Spinal cord injury is another important cause of syringomyelia. Syringomyelia could develop months, or even years, after a spinal injury.

Other causes of syringomyelia include tumours, infections, and previous haemorrhage of the spinal cord. In some cases of syringomyelia, no clear cause is found.

What are the symptoms of syringomyelia?

As a syrinx grows, it can damage the spinal cord and affect the nerve fibres that carry information to and from the brain.

Symptoms could include:

  • Back, arm or leg pain
  • Headaches
  • Progressive weakness (together with muscle stiffness) in the arms and legs
  • Skin numbness or tingling
  • Loss of sensitivity to pain, heat or cold, especially in the hands
  • Balance problems
  • Loss of bowel and bladder control
  • Sexual difficulties
  • Scoliosis (in children)
How is syringomyelia diagnosed

How is syringomyelia diagnosed?

Syringomyelia is most often diagnosed with an MRI scan.

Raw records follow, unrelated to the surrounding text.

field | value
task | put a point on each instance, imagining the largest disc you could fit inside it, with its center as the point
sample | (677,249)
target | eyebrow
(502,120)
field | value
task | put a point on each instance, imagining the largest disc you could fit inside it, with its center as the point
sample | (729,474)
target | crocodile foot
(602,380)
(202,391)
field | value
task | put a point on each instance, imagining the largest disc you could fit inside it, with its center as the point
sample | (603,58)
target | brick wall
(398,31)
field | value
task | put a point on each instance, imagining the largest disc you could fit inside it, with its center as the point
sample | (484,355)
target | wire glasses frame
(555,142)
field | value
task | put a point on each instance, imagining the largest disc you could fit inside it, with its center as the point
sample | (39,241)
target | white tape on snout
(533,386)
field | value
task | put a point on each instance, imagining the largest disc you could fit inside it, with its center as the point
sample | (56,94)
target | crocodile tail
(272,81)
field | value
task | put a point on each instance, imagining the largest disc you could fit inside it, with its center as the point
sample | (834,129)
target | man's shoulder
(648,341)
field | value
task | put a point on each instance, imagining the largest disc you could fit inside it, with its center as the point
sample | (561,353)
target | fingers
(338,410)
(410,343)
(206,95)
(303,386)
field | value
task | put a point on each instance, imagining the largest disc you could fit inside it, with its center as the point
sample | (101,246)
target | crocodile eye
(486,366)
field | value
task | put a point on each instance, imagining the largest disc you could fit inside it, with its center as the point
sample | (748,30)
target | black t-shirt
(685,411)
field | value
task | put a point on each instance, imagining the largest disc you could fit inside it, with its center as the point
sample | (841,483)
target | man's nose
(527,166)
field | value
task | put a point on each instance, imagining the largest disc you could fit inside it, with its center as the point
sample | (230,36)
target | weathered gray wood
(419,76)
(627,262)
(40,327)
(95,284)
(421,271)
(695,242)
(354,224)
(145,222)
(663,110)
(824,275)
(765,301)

Some patients with syringomyelia have abnormal membranes around the spinal cord which can interfere with the flow of CSF. These membranes may not always be visible on conventional MRI scanners.

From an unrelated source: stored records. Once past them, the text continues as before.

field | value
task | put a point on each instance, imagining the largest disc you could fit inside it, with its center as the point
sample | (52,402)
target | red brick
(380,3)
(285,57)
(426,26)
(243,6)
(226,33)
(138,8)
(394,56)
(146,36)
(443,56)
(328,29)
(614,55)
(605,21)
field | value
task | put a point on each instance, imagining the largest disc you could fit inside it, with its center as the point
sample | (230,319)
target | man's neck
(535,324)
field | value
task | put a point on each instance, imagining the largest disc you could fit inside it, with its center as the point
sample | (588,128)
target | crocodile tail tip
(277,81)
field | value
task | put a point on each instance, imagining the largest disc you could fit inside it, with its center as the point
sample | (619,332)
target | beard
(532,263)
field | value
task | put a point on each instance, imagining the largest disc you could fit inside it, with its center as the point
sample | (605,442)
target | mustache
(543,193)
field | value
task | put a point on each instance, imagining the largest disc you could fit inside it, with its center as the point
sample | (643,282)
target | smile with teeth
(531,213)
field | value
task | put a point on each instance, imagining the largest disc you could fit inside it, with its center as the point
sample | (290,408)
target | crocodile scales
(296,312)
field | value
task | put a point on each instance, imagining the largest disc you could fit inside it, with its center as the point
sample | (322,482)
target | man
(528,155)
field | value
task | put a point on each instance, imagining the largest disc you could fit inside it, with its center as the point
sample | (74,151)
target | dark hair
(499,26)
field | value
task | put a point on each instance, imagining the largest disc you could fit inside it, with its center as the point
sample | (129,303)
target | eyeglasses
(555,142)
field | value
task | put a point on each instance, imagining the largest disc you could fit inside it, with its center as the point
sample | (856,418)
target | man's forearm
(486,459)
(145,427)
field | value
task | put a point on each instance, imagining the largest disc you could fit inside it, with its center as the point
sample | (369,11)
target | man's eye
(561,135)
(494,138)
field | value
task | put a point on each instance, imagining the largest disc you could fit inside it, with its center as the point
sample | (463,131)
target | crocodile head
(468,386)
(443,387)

The neurosurgical team at Macquarie Neurosurgery & Spine works hand-in-hand with the neuroradiologists team at MMI and have access to sophisticated technology that can detect these membranes and help the specialists plan treatment.

What is the treatment of syringomyelia?

Treatment of syringomyelia depends on its symptoms and underlying cause. At Macquarie Neurosurgery & Spine, patients with this condition can expect to receive individualised treatment from a highly skilled multidisciplinary team.

If the syringomyelia is causing no, or only mild symptoms, an approach of “watchful waiting” may be adopted.

In most cases, syringomyelia requires surgery. Surgery may be done to address the underlying cause of the spinal cord cysts. For example, if a patient has Chiari Malformation (type I), surgery can be done to expand the base of the skull and create a normal flow of CSF around the brain and spinal cord.

Syringomyelia surgery may also be required to relieve pressure on the spinal cord, to prevent further neurological damage. This is done by inserting a small flexible tube (a shunt) to drain the syrinx. Specialists at Macquarie Neurosurgery & Spine are highly skilled in this technically challenging procedure.

What is the prognosis of syringomyelia?

The outlook for people with syringomyelia may vary. Successful surgery can prevent further damage to the spinal cord. There may be partial improvement of previous symptoms, but full recovery may not always be possible. Physiotherapy after surgery can help to optimise recovery. Patients who have had successful treatment require ongoing monitoring, as syringomyelia can recur.

 

At Macquarie Neurosurgery & Spine, patients with syringomyelia receive treatment from neurosurgeons who are highly experienced in the management of rare conditions.